While on a recent call with a SARS contact centre agent over a “delayed” refund, Block, the 19-year-old son of renowned astronomer and Wits University Professor David Block, said he was repeatedly told he did not know how to say his name, which means star.
The first year Wits University property studies student had pronounced it as “Inkwenkwezi”, as he had done all his life.
“The lady at SARS asked me several times what my third name was and made it clear to me she could not proceed because I wasn't pronouncing my name correctly. Every time I said it, she told me, 'That’s a problem, sir. That is not your third name. I can't let you proceed as it could be seen as a case of fraud.’
“I was so confused. That is my third name. She told me I should spell it for her. Then I had to pronounce it again and again.”

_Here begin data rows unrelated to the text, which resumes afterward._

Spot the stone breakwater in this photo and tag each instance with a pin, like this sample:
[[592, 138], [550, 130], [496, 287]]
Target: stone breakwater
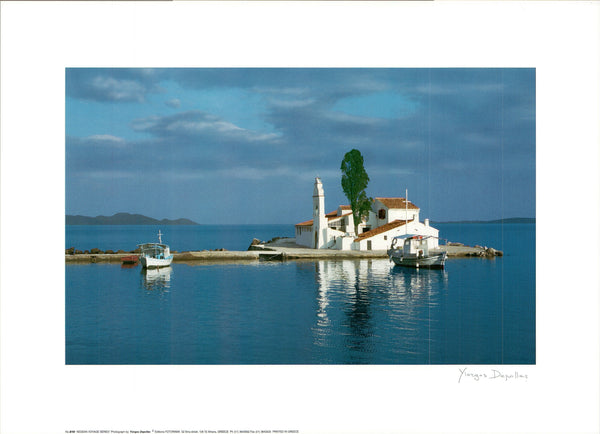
[[281, 249]]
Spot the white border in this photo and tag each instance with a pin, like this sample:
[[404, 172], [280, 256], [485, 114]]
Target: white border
[[40, 394]]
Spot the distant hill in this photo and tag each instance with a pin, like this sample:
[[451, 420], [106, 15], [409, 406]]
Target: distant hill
[[509, 220], [123, 218]]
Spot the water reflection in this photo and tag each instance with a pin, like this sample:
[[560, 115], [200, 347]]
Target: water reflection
[[357, 297], [156, 278]]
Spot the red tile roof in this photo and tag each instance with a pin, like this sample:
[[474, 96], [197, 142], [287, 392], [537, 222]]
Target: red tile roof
[[381, 229], [396, 203]]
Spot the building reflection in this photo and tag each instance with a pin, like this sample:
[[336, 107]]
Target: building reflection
[[348, 290]]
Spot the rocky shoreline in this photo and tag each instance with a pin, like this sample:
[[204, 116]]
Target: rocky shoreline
[[276, 249]]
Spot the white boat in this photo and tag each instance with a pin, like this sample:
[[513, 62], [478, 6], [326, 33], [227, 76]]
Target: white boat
[[414, 252], [155, 255]]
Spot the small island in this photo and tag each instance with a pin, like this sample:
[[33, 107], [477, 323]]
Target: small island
[[124, 218]]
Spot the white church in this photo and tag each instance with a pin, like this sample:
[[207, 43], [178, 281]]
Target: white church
[[390, 217]]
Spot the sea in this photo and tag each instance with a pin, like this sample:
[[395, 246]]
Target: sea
[[299, 312]]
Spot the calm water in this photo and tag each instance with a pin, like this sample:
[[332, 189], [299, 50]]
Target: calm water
[[476, 311]]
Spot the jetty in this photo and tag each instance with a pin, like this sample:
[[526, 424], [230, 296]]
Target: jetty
[[281, 249]]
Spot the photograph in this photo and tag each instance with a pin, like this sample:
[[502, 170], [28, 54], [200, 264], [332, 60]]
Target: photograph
[[300, 216], [324, 217]]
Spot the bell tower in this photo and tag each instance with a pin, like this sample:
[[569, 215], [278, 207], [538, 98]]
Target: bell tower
[[319, 220]]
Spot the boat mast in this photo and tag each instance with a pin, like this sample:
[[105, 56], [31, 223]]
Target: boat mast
[[406, 213]]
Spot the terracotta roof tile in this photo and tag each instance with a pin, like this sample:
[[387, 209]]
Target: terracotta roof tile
[[381, 229], [396, 203]]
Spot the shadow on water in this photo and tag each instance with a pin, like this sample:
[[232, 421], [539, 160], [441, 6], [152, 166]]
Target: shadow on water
[[156, 279]]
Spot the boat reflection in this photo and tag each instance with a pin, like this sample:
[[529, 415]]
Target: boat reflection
[[356, 295], [156, 278]]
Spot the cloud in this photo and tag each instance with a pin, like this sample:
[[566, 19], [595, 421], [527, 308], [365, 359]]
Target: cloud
[[173, 103], [112, 84], [438, 132], [197, 125]]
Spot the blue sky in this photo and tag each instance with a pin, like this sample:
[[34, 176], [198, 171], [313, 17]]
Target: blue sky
[[238, 146]]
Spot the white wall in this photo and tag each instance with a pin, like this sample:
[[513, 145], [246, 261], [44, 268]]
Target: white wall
[[305, 237]]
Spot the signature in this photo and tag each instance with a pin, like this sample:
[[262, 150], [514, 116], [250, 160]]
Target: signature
[[491, 374]]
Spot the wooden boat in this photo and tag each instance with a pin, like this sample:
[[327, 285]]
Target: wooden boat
[[415, 253], [155, 255]]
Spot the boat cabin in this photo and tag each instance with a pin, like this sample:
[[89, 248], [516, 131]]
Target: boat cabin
[[414, 245], [155, 250]]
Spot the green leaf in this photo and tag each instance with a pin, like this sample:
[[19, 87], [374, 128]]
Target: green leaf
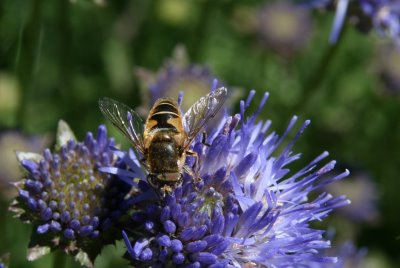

Eventually, he asked to speak to a manager, who also told him that he didn’t know how to pronounce his name. “I told him President Mandela gave that name when I was born and that’s how I’ve known it to be.
“We fought for 30 minutes just debating the pronunciation of my name. All my security questions were correct as were my ID number and my banking details.”
He asked if the contact centre employees would prefer if he pronounced his name as Nkwenkezi.
“She told me, ‘yes sir, that’s how you pronounce it, now you can proceed’. It was the most discriminatory thing I have ever faced.”
SARS spokesperson Sandile Memela said its contact centre agent had to satisfy herself she was indeed engaging with the correct taxpayer.
“SARS can confirm the issue of the mispronunciation did occur and was resolved when the taxpayer was requested to provide the correct spelling. This was done and the agent continued to assist him."